I wasn’t an easy convert to braided line for a number of reasons. Braid is fairly expensive, with most brands costing $18 to $20 for a 150-yard spool. The surface of braided line is shiny and slick, so many of the simple knots that work perfectly with monofilament aren’t so good with braid. Standard line clippers don’t work on braid either, so you must carry scissors or a small knife to cut the stuff or trim the tag end of a knot. A severe snarl or tangle is next to impossible to unravel in braid, so if you tend to be a “tangler,” stay away from braid because it will just drive you crazy.
The three most appealing attributes of braid are strength, abrasion resistance and lack of stretch. Braid is crazy strong for its diameter, almost unbreakable under most typical fishing situations. The same thing applies to the abrasion resistance of braid. You can drag the stuff around rocks, through weeds and over logs, brush and other nasty stuff down there in the watery world where the big fish live that would easily kill anything but super-heavy monofilament.

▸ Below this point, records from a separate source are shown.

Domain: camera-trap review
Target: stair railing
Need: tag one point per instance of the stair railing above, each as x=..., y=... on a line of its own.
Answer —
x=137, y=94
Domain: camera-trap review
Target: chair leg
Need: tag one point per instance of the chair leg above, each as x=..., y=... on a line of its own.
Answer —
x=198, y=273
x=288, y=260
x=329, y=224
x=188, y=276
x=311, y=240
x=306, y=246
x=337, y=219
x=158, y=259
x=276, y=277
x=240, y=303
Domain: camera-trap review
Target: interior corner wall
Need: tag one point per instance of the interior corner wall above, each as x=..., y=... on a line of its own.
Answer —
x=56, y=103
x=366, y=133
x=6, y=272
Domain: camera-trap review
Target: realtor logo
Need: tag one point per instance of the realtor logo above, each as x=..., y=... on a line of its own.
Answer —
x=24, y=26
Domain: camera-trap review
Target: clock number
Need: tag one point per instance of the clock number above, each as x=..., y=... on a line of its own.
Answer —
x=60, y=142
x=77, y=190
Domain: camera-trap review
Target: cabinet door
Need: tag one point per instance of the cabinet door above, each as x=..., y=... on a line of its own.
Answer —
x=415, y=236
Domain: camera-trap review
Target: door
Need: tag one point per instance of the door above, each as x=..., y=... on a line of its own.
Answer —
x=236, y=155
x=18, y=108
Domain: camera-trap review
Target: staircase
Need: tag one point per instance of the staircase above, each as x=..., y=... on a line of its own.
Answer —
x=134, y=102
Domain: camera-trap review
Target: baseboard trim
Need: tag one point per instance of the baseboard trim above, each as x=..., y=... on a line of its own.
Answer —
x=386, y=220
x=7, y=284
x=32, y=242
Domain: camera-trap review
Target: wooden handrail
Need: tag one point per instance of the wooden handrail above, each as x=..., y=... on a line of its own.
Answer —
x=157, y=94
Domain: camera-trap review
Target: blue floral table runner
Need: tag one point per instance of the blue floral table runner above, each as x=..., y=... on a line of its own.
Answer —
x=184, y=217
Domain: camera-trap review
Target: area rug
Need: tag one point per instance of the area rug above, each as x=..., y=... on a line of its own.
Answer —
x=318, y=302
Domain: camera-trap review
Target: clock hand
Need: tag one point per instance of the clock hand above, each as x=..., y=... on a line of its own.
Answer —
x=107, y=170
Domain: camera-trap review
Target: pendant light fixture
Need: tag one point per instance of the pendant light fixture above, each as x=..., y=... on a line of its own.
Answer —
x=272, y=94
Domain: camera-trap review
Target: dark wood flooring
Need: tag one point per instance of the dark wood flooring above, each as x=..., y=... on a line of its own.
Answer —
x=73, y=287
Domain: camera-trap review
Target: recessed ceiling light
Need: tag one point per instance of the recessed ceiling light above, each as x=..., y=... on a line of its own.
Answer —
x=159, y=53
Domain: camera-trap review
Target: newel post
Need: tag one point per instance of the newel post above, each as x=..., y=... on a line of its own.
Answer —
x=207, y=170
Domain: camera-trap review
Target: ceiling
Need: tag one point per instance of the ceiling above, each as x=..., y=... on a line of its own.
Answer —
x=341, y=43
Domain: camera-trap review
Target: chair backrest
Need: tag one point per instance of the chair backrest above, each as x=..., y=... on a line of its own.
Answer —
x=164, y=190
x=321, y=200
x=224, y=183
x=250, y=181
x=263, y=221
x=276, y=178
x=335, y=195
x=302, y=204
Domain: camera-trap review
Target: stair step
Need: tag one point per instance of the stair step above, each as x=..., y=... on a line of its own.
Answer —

While those qualities seem impressive, I rarely need tremendous break strength or abrasion resistance in a line for the majority of my fishing.
The near zero amount of stretch braid possess also makes it incredibly sensitive, especially for jig fishing where that increased sensitivity elevates every facet of the game. That is what ultimately tempted me to try braid. I had long considered myself a competent jig fisherman, but the first time I fished a tube jig on braided line, I was amazed at the difference. I could feel the lure so much better as it ticked on the bottom, and even the most subtle takes were transmitted with incredible precision.
I was instantly sold on the value of braided line for fishing tubes and other types of jigs, but I quickly discovered the differences between fishing with mono and braid presented a host of problems to solve as well. After more than two years of trials and experimentation, I feel comfortable sharing my system for fishing tube jigs on braided line for river smallmouths.
To get the most out of braid, use a good quality rod with some backbone and six and a half to seven feet long. Short, wimpy rods just won’t cut it for jig fishing. I’ve been using 6 1/2-foot, medium action rod in the Bass Pro Shops Carbonlite series.
It has a great balance between stiffness and sensitivity, along with lightweight stainless steel guides with titanium-carbide inserts that work great with braid. I originally bought this rod to fish crankbaits on monofilament line, but when I began experimenting with tubes on braid, I found it the perfect rod for that tactic as well.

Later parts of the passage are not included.